To get your head wrapped around Pando’s age, consider that when “he” (Pando is a male plant) first emerged from a tiny seed, at least three different human relatives of the genus Homo still walked the earth.

Our own species – Homo sapiens – had already appeared (although we had not yet colonized North America, much less begun growing our own crops), but Neanderthals (Homo neanderthalensis) were still around, as was Homo erectus.

And some evidence suggests that Pando may be much older than this – it turns out that 80,000 years is a conservative estimate of the ancient tree’s age.

Unfortunately, Pando has fallen on tough times and appears to be dying off. In this context, this means that new stems are not being produced quickly enough to offset the colony’s losses. The root system cannot live without enough stems to produce the sugars the organism needs to survive. Important though the roots are, they cannot produce the food they need.
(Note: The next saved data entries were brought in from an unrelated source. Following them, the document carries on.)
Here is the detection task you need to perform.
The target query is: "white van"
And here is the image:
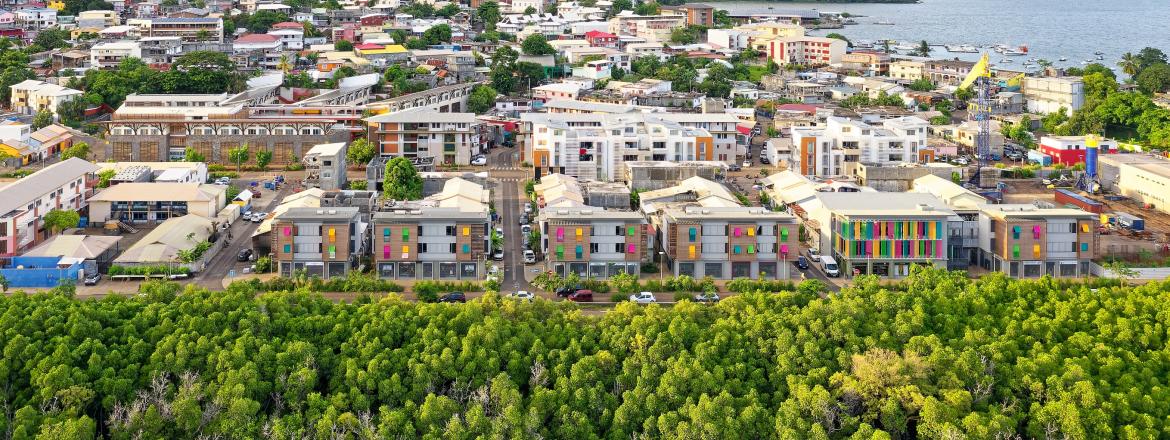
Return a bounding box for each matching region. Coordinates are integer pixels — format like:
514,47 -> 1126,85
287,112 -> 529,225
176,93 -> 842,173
820,256 -> 841,277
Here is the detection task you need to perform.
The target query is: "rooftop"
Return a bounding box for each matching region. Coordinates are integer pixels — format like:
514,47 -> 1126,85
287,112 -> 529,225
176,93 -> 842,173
90,183 -> 223,202
114,214 -> 215,264
276,206 -> 360,221
0,158 -> 98,217
22,235 -> 122,260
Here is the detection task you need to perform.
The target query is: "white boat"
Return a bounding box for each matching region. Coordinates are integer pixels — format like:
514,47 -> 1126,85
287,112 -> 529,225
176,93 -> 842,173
999,58 -> 1013,63
1058,56 -> 1067,61
1004,49 -> 1026,56
946,44 -> 978,53
874,21 -> 895,25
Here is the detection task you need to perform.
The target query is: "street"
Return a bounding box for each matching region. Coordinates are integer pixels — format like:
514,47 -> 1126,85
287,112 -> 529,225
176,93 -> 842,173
487,146 -> 535,296
195,180 -> 292,289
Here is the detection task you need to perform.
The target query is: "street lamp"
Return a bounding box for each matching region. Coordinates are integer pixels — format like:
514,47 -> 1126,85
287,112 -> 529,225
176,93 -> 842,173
658,251 -> 666,282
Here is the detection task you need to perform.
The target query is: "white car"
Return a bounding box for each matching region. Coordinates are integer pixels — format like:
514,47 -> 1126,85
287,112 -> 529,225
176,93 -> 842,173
629,291 -> 657,303
521,224 -> 532,235
495,226 -> 504,237
742,160 -> 752,168
523,249 -> 536,264
511,291 -> 534,301
471,156 -> 487,166
807,248 -> 821,260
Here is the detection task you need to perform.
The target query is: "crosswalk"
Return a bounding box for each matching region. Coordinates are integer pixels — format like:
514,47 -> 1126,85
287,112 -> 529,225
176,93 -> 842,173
489,166 -> 525,171
494,177 -> 525,182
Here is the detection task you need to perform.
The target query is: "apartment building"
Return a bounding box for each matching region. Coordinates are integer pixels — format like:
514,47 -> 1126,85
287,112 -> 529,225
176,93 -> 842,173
364,108 -> 481,166
8,80 -> 82,116
105,94 -> 347,164
661,3 -> 714,27
90,41 -> 142,69
925,59 -> 975,86
1098,154 -> 1170,216
0,158 -> 99,257
890,60 -> 925,81
840,51 -> 891,77
302,142 -> 347,191
372,179 -> 491,280
540,208 -> 647,278
521,112 -> 742,181
1021,76 -> 1085,114
819,193 -> 954,277
657,206 -> 800,279
764,36 -> 846,66
608,13 -> 686,42
272,207 -> 365,279
140,17 -> 223,42
977,204 -> 1097,278
791,116 -> 929,177
88,182 -> 227,224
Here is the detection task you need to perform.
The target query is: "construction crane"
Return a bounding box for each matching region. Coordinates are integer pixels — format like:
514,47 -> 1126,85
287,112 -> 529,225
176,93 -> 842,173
959,53 -> 992,188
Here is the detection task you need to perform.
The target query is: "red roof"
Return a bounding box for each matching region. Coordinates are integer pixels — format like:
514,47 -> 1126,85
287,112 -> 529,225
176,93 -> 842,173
585,30 -> 617,39
271,21 -> 303,30
234,33 -> 280,43
354,43 -> 384,50
736,124 -> 752,135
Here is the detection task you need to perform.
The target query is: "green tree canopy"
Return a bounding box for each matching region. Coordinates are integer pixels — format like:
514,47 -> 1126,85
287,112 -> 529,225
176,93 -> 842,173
42,209 -> 81,233
467,85 -> 498,114
520,33 -> 555,56
334,39 -> 354,51
383,156 -> 423,200
31,108 -> 53,130
422,24 -> 453,45
60,142 -> 90,160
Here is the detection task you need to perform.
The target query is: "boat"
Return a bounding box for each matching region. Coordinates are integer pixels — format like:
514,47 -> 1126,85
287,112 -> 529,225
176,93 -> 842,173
1094,51 -> 1104,55
874,21 -> 895,25
1004,49 -> 1026,56
999,58 -> 1013,64
945,44 -> 978,53
1059,56 -> 1067,61
1096,55 -> 1104,60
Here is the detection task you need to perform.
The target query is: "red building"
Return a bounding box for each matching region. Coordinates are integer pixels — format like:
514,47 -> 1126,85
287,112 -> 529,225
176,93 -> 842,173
1038,136 -> 1118,166
584,30 -> 618,49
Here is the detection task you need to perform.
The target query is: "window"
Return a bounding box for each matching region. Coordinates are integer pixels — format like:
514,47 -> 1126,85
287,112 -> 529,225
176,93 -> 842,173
1081,242 -> 1089,252
419,243 -> 428,253
401,245 -> 410,257
283,244 -> 291,253
590,243 -> 600,253
328,245 -> 336,259
446,226 -> 456,236
449,243 -> 457,253
1011,225 -> 1020,239
575,245 -> 583,259
462,244 -> 471,253
383,228 -> 390,239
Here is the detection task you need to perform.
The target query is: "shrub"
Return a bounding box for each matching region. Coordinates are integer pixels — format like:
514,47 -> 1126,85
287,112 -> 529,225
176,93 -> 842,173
414,280 -> 481,296
665,275 -> 697,292
610,272 -> 639,294
610,293 -> 626,302
640,262 -> 659,274
484,277 -> 501,292
673,291 -> 692,302
582,278 -> 610,293
254,256 -> 272,273
417,291 -> 439,303
727,278 -> 797,293
107,265 -> 191,277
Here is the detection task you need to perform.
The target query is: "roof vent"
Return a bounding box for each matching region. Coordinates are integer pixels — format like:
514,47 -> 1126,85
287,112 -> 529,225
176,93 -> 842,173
327,210 -> 337,215
917,204 -> 931,211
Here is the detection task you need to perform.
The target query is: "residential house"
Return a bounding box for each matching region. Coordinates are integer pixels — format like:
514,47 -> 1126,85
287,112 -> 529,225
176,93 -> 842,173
371,178 -> 490,280
364,108 -> 482,166
88,182 -> 227,224
539,207 -> 648,278
302,142 -> 347,191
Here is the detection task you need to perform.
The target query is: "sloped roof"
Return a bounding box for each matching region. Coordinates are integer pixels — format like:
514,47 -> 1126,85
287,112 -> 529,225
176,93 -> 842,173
253,188 -> 326,237
910,174 -> 987,210
235,33 -> 280,43
90,183 -> 217,202
425,177 -> 490,211
114,214 -> 214,264
22,235 -> 122,259
0,158 -> 98,217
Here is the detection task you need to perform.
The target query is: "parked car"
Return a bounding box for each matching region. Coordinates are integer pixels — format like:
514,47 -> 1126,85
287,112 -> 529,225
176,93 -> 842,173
251,212 -> 266,223
742,160 -> 752,169
693,291 -> 720,303
629,291 -> 657,303
237,248 -> 254,262
807,248 -> 821,261
795,255 -> 810,270
760,156 -> 771,165
471,155 -> 487,166
495,226 -> 504,238
567,290 -> 593,302
519,214 -> 529,225
555,285 -> 579,297
439,292 -> 467,303
492,249 -> 504,260
728,164 -> 741,172
214,177 -> 231,185
511,291 -> 534,301
83,272 -> 101,286
523,249 -> 536,264
521,224 -> 532,235
524,203 -> 533,214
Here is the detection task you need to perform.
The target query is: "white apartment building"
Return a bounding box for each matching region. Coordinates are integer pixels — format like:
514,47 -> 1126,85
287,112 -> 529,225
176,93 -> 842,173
267,28 -> 305,50
522,112 -> 742,181
791,116 -> 929,177
765,36 -> 846,66
8,80 -> 82,116
1021,76 -> 1085,114
90,41 -> 143,69
0,158 -> 99,257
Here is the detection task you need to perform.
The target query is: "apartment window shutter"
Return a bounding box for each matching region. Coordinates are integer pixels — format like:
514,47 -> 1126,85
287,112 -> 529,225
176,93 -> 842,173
463,226 -> 470,236
383,245 -> 390,259
1012,244 -> 1019,258
462,244 -> 471,253
688,245 -> 696,258
283,244 -> 291,253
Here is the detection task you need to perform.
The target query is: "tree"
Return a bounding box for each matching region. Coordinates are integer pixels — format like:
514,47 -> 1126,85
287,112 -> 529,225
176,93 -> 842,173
634,1 -> 659,16
436,3 -> 460,17
523,6 -> 536,14
31,108 -> 53,129
43,209 -> 81,234
514,62 -> 546,89
246,10 -> 288,33
713,9 -> 732,28
1136,47 -> 1168,72
345,138 -> 376,166
255,149 -> 273,170
334,39 -> 354,51
422,24 -> 453,46
0,273 -> 7,292
383,157 -> 423,200
182,147 -> 205,162
60,142 -> 90,160
609,0 -> 633,17
1135,63 -> 1170,94
171,51 -> 240,94
521,34 -> 555,56
228,145 -> 250,172
670,27 -> 698,45
908,77 -> 935,92
467,85 -> 498,114
954,86 -> 974,102
1118,52 -> 1141,77
913,40 -> 931,57
825,33 -> 851,48
96,168 -> 115,188
477,1 -> 501,30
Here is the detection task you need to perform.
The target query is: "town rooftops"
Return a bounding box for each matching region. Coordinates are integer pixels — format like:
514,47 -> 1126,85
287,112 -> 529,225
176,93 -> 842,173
373,206 -> 488,222
364,107 -> 477,124
234,33 -> 280,43
817,192 -> 956,217
978,203 -> 1094,219
114,214 -> 214,264
150,17 -> 220,23
542,207 -> 644,221
663,205 -> 795,222
276,206 -> 360,221
90,182 -> 224,202
22,235 -> 123,260
910,174 -> 987,210
0,158 -> 98,218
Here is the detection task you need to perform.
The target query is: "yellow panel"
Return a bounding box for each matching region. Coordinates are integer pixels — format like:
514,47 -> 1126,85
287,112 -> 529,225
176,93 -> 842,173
463,227 -> 470,236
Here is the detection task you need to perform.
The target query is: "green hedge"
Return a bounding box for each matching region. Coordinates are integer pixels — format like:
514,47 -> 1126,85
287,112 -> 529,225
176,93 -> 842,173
726,278 -> 797,293
108,265 -> 192,276
413,280 -> 482,296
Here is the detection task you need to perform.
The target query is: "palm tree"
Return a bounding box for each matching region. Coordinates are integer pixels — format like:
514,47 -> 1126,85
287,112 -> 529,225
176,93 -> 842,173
277,54 -> 292,74
1118,52 -> 1140,76
881,40 -> 892,54
915,40 -> 931,57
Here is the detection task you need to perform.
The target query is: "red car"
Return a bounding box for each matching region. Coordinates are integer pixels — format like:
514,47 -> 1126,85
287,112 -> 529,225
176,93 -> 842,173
567,290 -> 593,302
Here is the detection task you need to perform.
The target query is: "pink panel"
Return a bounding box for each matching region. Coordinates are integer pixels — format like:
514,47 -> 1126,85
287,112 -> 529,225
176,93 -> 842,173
627,243 -> 636,253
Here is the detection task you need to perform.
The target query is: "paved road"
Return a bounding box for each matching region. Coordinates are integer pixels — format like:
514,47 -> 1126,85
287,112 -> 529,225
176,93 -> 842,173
195,181 -> 292,289
486,146 -> 535,295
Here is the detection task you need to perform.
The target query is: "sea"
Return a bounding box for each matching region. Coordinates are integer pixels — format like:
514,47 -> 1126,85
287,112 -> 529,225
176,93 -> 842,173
718,0 -> 1170,74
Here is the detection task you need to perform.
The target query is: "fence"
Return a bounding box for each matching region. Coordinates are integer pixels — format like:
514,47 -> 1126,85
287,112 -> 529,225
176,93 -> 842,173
0,256 -> 82,288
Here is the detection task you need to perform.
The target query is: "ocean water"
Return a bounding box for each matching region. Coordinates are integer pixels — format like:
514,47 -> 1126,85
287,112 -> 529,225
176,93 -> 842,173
718,0 -> 1170,73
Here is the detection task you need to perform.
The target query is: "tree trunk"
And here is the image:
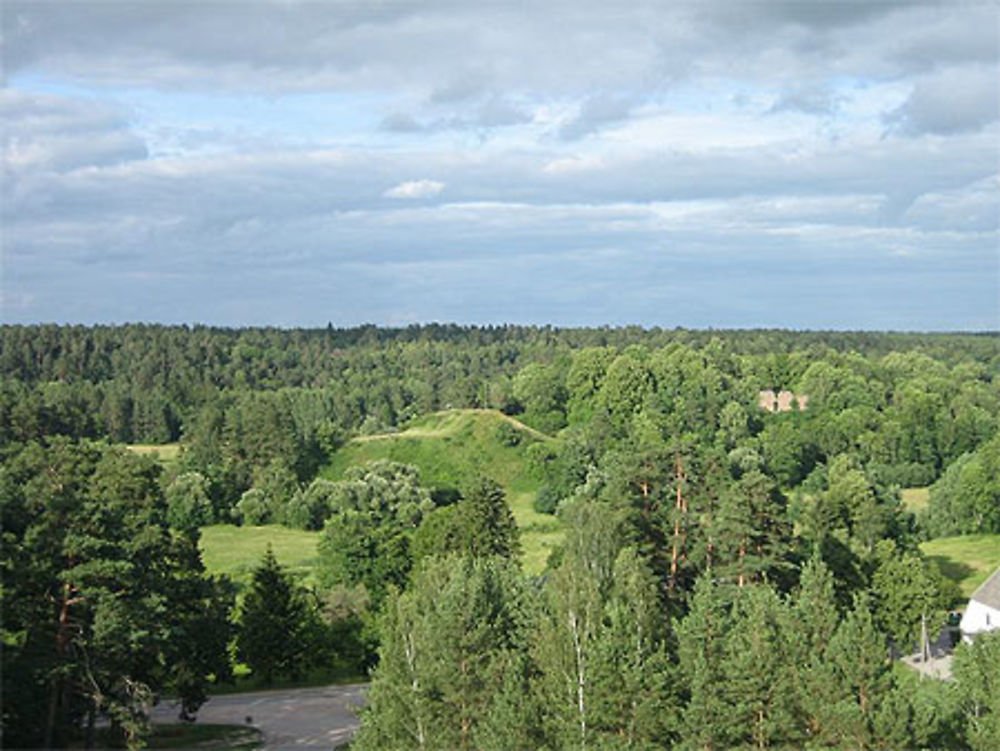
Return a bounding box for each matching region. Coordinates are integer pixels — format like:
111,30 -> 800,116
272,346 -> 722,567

Current fire-suppression strategies may be part of the reason Pando is struggling, but the decline is likely due to a combination of complex factors – the lack of fire is simply one of the most obvious.

Actions to save Pando are underway, and some portions of it have been clear-cut in an effort to trigger the root system into producing new sprouts. Should he perish, it may be some time before a fire clears the area and a tiny aspen seed manages to gain purchase in the area to start the process anew.